By leveraging public data from SWIM — the Federal Aviation Administration’s System-Wide Information Management database — such as weather, flight, aeronautical and surveillance information, the USDOT hoped to more accurately predict future air cargo traffic patterns and deliver clearer financial forecasts to commercial airlines. But combining multiple data services, streams and components from various publishers is complicated, particularly in an industry that’s traditionally used on-premises platforms to manage data, rather than cloud-based solutions like Databricks.
“Building a big data platform is always challenging,” says Mehdi Hashemipour, a USDOT data scientist. “We needed to know what big data we were working on and what infrastructure was necessary to handle it. Designing such a system using various technologies is very complex and, since we know that big data isn’t 100% reliable all the time, it wasn’t nearly as precise as our statistical reporting demanded. We needed to be able to control the quality of the data, and closely monitor any data being processed in real-time.”

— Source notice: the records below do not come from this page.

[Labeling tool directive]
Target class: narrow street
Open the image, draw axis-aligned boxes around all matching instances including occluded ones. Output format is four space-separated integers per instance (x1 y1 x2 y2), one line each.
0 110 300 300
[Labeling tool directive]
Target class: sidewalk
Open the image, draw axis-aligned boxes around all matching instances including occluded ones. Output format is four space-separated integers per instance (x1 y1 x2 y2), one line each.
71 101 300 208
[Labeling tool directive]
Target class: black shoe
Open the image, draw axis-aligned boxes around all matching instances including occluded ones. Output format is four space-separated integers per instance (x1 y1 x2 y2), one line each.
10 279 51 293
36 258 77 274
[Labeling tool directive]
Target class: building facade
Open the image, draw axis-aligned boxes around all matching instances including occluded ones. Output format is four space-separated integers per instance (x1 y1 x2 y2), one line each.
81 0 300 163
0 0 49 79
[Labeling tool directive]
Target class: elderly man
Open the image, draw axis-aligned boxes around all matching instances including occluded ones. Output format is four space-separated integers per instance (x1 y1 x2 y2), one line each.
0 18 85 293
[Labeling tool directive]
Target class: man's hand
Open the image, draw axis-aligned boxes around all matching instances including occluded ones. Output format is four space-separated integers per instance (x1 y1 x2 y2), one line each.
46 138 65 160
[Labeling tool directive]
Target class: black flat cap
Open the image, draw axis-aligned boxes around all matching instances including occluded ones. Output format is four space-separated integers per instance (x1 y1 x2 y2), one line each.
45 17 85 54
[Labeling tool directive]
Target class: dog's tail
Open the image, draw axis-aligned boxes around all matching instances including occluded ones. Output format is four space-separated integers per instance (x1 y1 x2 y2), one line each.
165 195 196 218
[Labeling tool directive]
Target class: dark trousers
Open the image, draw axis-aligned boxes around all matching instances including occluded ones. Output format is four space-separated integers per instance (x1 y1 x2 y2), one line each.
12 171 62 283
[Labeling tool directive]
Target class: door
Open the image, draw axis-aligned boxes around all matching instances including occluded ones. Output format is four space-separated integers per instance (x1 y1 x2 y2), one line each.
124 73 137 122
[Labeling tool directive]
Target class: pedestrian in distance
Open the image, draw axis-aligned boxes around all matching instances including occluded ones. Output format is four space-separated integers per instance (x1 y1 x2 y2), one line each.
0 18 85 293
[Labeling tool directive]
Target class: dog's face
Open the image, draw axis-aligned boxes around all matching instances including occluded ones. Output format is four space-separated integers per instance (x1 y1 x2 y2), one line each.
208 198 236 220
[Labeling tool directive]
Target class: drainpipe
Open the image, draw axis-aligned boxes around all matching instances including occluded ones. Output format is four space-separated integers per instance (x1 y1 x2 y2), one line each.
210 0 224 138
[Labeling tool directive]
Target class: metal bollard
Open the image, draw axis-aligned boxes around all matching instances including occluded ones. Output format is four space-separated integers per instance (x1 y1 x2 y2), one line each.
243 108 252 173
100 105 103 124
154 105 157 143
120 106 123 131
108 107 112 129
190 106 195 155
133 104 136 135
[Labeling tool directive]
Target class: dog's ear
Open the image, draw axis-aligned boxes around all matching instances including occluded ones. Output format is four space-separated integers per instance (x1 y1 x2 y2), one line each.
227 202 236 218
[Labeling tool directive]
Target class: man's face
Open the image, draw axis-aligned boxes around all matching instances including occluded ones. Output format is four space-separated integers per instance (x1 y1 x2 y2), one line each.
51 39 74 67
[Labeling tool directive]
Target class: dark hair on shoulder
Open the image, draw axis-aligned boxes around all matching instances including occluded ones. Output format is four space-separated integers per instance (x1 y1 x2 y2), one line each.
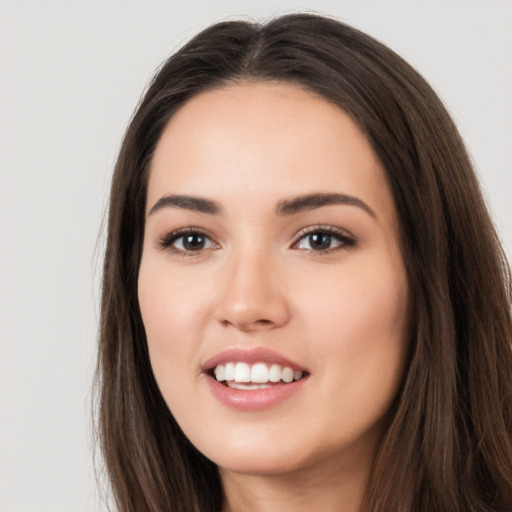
98 14 512 512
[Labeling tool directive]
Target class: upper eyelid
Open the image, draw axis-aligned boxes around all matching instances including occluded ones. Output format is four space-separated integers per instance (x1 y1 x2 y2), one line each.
293 224 355 243
158 224 356 246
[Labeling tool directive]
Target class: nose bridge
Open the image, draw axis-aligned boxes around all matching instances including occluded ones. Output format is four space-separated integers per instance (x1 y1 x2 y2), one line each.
217 242 289 331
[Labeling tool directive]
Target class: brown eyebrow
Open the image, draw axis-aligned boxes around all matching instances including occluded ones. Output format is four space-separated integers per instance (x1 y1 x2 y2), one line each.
149 193 377 218
276 193 377 219
149 195 222 215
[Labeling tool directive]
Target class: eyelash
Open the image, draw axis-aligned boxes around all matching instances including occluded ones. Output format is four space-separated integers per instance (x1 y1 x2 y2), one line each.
292 225 356 256
158 225 356 256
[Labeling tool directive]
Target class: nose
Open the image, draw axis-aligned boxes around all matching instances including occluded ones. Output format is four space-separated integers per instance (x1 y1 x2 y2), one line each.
215 254 290 332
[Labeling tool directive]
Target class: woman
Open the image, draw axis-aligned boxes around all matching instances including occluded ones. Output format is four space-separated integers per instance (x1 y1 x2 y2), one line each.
99 15 512 512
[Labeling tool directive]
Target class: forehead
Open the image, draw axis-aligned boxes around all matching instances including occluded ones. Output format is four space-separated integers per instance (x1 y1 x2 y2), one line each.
148 82 390 221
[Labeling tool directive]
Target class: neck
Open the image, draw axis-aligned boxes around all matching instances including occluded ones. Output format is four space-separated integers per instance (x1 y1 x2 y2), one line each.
220 452 368 512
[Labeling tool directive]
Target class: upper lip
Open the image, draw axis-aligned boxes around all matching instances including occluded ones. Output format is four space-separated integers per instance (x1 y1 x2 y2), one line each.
202 347 308 372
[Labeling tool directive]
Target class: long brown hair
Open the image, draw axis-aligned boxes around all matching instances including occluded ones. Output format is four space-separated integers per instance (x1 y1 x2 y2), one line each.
98 14 512 512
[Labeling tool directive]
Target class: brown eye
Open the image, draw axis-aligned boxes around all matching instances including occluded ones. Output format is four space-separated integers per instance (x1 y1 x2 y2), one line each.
160 230 219 254
295 228 355 253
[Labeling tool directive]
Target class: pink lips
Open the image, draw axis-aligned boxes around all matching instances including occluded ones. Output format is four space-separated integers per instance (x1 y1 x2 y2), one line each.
202 348 308 411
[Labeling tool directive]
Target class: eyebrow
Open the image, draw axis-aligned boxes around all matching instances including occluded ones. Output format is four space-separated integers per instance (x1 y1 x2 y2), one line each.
276 193 377 219
149 194 222 215
149 193 377 218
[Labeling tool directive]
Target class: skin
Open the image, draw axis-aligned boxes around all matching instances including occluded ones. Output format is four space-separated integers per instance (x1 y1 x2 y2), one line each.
139 82 410 512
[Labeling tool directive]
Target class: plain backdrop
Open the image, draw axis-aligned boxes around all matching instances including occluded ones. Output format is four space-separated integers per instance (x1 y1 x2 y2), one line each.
0 0 512 512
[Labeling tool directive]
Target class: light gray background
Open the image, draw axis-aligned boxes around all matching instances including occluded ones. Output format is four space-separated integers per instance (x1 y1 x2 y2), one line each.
0 0 512 512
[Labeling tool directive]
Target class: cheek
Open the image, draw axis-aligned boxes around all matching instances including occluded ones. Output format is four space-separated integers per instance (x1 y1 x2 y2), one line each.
302 254 410 398
138 259 208 386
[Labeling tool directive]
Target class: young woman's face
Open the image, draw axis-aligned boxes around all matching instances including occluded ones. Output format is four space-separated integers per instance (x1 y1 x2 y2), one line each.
138 83 410 474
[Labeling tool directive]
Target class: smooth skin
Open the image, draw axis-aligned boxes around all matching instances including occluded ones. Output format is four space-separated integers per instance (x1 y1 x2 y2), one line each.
138 82 411 512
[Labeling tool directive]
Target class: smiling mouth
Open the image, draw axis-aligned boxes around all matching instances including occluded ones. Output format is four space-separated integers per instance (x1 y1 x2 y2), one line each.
210 362 308 391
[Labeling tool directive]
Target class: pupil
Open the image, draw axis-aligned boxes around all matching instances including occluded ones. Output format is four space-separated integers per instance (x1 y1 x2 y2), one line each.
183 235 204 251
309 233 331 249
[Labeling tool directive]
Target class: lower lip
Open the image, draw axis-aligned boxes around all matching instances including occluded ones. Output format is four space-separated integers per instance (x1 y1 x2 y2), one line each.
205 375 307 411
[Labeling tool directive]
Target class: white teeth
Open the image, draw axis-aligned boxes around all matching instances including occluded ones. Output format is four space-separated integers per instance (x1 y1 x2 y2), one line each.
268 364 282 382
251 363 268 384
213 362 304 389
225 363 235 380
233 363 251 382
283 368 293 383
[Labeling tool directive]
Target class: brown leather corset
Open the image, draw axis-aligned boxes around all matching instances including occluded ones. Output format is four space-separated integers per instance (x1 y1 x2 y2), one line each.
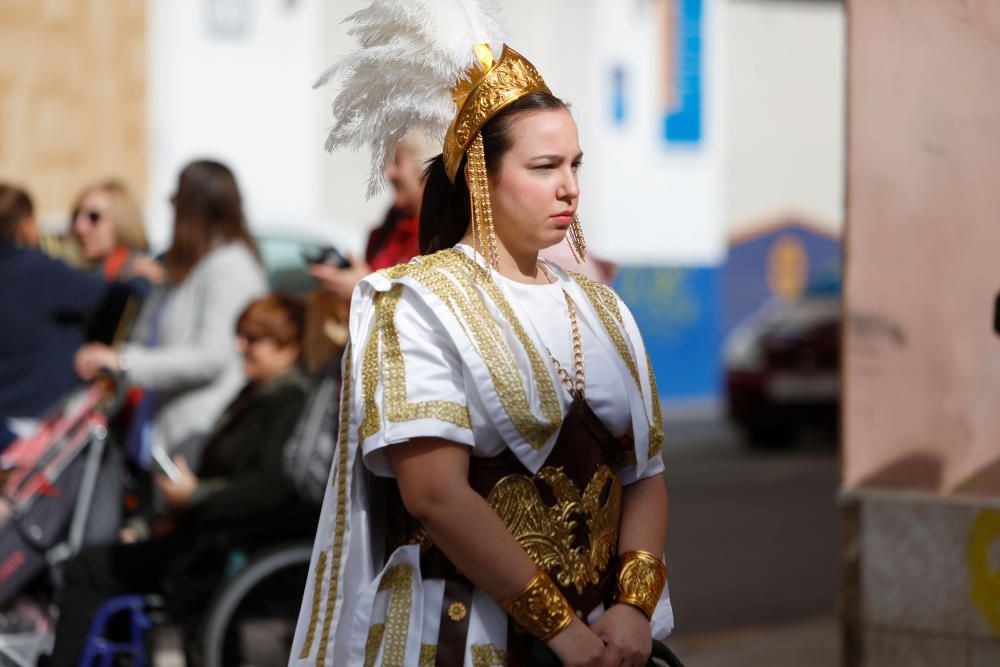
371 399 632 615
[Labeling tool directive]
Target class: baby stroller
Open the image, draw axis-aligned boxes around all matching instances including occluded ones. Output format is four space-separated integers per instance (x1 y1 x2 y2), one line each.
0 375 123 667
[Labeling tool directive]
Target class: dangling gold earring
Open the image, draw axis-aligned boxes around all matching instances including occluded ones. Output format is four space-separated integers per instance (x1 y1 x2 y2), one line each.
465 134 500 271
566 213 587 264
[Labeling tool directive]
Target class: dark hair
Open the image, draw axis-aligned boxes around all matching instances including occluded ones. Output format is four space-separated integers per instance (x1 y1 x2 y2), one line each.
0 183 35 243
420 93 568 255
166 160 260 283
236 292 306 347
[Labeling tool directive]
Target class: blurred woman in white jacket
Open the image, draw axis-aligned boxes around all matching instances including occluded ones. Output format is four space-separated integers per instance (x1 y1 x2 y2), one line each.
76 160 267 462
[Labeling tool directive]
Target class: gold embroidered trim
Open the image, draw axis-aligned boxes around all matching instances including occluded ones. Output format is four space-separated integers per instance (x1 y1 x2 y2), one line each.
299 551 326 660
316 339 354 667
376 285 472 429
360 314 384 442
646 351 663 458
419 644 437 667
471 644 507 667
380 249 562 449
365 623 385 667
486 465 622 593
378 563 413 667
569 271 663 458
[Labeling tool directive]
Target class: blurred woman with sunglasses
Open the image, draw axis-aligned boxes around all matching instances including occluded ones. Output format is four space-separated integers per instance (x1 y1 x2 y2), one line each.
76 160 267 465
70 180 149 280
48 293 315 666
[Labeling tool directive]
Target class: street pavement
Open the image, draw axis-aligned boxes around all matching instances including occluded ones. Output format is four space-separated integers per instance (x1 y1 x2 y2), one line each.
664 419 839 667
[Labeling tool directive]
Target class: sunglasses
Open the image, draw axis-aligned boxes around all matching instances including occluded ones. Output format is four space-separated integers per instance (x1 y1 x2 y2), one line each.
77 209 104 225
236 331 267 345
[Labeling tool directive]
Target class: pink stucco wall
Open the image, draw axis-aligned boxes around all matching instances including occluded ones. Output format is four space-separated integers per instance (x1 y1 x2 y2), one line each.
844 0 1000 495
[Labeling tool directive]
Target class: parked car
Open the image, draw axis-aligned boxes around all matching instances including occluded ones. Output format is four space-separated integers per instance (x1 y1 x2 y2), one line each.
253 223 362 295
724 289 842 449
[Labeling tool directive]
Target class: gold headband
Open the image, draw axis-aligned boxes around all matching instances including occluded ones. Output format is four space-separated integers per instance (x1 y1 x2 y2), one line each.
443 44 552 183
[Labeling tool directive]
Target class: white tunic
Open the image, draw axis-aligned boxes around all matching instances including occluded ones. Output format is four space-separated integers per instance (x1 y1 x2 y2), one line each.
290 246 673 667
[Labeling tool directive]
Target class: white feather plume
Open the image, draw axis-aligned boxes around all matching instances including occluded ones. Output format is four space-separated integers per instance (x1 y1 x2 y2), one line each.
314 0 504 197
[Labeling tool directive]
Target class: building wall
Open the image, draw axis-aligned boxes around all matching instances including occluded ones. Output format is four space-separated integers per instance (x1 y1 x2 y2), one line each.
0 0 147 227
844 0 1000 496
724 0 847 234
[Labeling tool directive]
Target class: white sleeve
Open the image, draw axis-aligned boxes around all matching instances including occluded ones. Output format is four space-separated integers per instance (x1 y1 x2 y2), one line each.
351 284 474 476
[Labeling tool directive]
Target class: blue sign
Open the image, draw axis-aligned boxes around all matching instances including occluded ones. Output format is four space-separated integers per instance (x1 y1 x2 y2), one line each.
663 0 703 144
615 267 720 400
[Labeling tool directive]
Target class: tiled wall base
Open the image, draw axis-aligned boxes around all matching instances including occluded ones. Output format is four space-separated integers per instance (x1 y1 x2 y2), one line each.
843 493 1000 667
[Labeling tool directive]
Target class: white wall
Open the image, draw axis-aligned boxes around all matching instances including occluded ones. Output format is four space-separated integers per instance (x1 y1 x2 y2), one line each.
147 0 726 264
725 0 846 233
147 0 370 247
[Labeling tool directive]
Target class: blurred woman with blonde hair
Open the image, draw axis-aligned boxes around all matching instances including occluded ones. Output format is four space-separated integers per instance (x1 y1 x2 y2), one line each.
70 180 149 280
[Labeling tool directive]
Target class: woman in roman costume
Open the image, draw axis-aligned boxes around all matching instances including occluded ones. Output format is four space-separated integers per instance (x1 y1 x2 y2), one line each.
290 0 673 667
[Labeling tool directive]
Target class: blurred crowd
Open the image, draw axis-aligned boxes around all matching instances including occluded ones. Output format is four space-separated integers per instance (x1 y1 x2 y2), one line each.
0 141 434 665
0 129 609 665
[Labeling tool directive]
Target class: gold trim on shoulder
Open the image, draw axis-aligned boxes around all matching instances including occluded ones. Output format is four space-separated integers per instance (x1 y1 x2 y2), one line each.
380 253 563 450
567 271 663 458
443 44 551 183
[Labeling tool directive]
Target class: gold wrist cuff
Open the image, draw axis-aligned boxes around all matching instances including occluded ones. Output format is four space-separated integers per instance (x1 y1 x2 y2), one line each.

The system also needed to scale quickly — without downgrading performance and without any heavy lifting or manual review by the USDOT data team.
Laying the groundwork for predictive analytics to take flight
The SWIM Cloud Distribution Service (SCDS) is a Federal Aviation Administration (FAA) cloud-based service that provides publicly available FAA SWIM content to FAA-approved consumers. To gain critical insight into on-time flights, delayed or canceled flights, and the number of passengers affected by each incident, the USDOT sought to leverage their public SWIM data sets, like traffic flow management and terminal data distribution, and run analytics across all their data to predict multiple scenarios related to flights, airports and passenger behavior.
After careful evaluation, the USDOT chose Microsoft Azure and the Databricks Lakehouse Platform because of the ability to democratize all their various data sources, including on-premises databases like Oracle and Sybase, with real-time streaming via Apache Kafka.
“Databricks gives users an efficient way to create job schedules, scale clusters and run notebooks for analytics and BI,” said Hashemipour.
With Delta Lake, the USDOT is now able to easily leverage all their data and build reliable and performant data pipelines for downstream analytics and machine learning workloads. With both batch and streaming data flowing freely, they’re able to feed information to key tools like Tableau and Power BI to visualize data analytic insights and to machine learning models that enable them to better understand and predict traffic flow patterns and passenger needs.
The USDOT data team is more productive these days, too. With Databricks, all their data teams — from data engineers to data scientists and analysts — are able to collaborate better and be more productive with their data. “We now have a very efficient way to work,” said Hashemipour. “It’s simple to create job schedules, run clusters and notebooks, and organize and analyze data from multiple sources. This has really accelerated our ability to deliver new capabilities that improve the overall passenger experience.”
Reaching for greater heights while keeping costs grounded
With Databricks, the USDOT developed a flexible data environment that can be deployed or extended anywhere to analyze additional SWIM or similarly-streamed information at a lower cost. Through the cost efficiencies of the cloud and Databricks’ automated infrastructure capabilities, the USDOT has been able to implement a unique approach for data conversion and processing, reducing the cost of collecting and ingesting streaming data by 90% as compared to other cloud-based solutions.
Databricks provided everything the USDOT data team needed to automate complex data ingestion and analysis from multiple streams for a variety of analytic and machine learning workloads downstream. Today, they can collate data with minimal effort, in multiple environments if needed, and make more accurate decisions about operations and performance.
“Now that we know what to build and what to automate and can safely and efficiently iterate on the system infrastructure, there is no limitation on how we can use real-time aviation data,” says Hashemipour.
As the system continues to evolve, the USDOT plans to advance its capabilities by opening up their data pipelines to additional analytical and machine learning workloads, further increasing the accuracy of data-driven predictions and decisions, and providing more targeted information to help commercial airlines better serve their passengers.